Gagner des âmes à Dieu est une œuvre très difficile. Souvent les moyens humains sont impuissants : entretiens et discussions inefficaces, actions qui s’enlisent, journaux imprimés inutilement etc. Mais la prière ne déçoit jamais ! Le plus important dans le combat pour les âmes, c’est la prière. Il faut souvent nous en souvenir. Satan connaît la puissance de la prière, et c’est pourquoi il s’efforce de nous en détourner. (Conférence du 26.02.1939 ; KMK, s. 336.)

Mais il ne faut jamais perdre de vue le but de la prière : l’union à Dieu

Pour ce qui est de la prière, il ne s’agit pas de prier longtemps à genoux, mais de faire de fréquentes et ferventes oraisons jaculatoires, ce qui n’empêche en rien de s’adonner
à ses devoirs. (RN 15 (1936), p. 360.)

La meilleure dévotion à l’Immaculée n’est pas la récitation de beaucoup de prières, mais la simple et tendre relation entre la mère et l’enfant, qui s’exprime le mieux par de brèves, mais très ferventes et très fréquentes oraisons jaculatoires. Un enfant qui aime sa mère ne fait pas de longs discours ; souvent un regard, un mot suffisent. S’il est en danger, il crie presque sans s’en rendre compte : « Maman ! » (RN 9 (1930), p. 303.)

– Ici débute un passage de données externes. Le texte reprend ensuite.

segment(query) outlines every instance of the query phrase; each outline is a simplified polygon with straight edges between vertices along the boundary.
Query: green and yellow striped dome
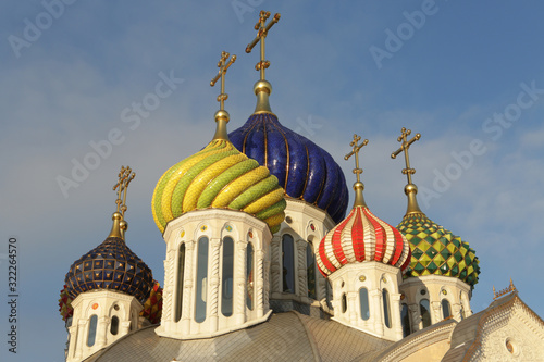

Aujourd’hui surtout, dans notre monde plein d’agitation, l’apostolat des oraisons jaculatoires, auquel le saint nous exhorte, est la meilleure façon de rester uni à Dieu, d’élever ses actions au niveau surnaturel, et d’agir efficacement pour le salut des âmes. Les oraisons jaculatoires sont comme les cartouches d’une mitraillette, avec lesquelles nous tirons sur l’ennemi pour le vaincre. Sans le savoir, le prochain est mitraillé en permanence, la grâce de Dieu et la miséricorde de l’Immaculée sont appelées sur lui, jusqu’à ce qu’un jour, vaincu, il se jette au pied de son Créateur et Sauveur. Cet apostolat des oraisons jaculatoires, la Sainte Vierge elle-même l’enseigne aux petits voyants de Fatima, et à nous aussi par leur intermédiaire. Les courts élans du coeur, tout en travaillant, sont la meilleure prière, car ils renouvellent et renforcent sans cesse notre union à l’Immaculée, ils mettent l’instrument dans la main de la souveraine, et de cette façon nous obtenons beaucoup de grâces. (Lettre à Niepokalanów 15.10.1931 ; BMK, p. 174.)

En cas d’échec, quand le chevalier est vaincu par l’ennemi, ou s’il n’obtient pas la victoire, il faut d’abord se demander : avons-nous assez prié ? Nous devons surtout nous garder de l’activisme, qui met toute l’efficacité d’une œuvre dans l’activité extérieure. Le chevalier qui se laisse complètement absorber par ces choses extérieures court le grand danger de devenir lui-même stérile et d’être victime d’une grossière illusion.

La conversion et la sanctification d’une âme est, a toujours été, et sera toujours l’œuvre de la divine grâce. Que ce soit par la parole ou par les écrits ou par tout autre moyen extérieur, on ne pourra jamais réaliser quoi que ce soit dans ce domaine sans la grâce de Dieu. Au contraire, on n’obtient la grâce de Dieu, pour soi-même ou pour les autres, que par la prière humble, la mortification et l’accomplissement quotidien de son devoir d’état. (Lettre à la Mugenzai no Sono, 01.12.1940 ; BMK, p. 216.)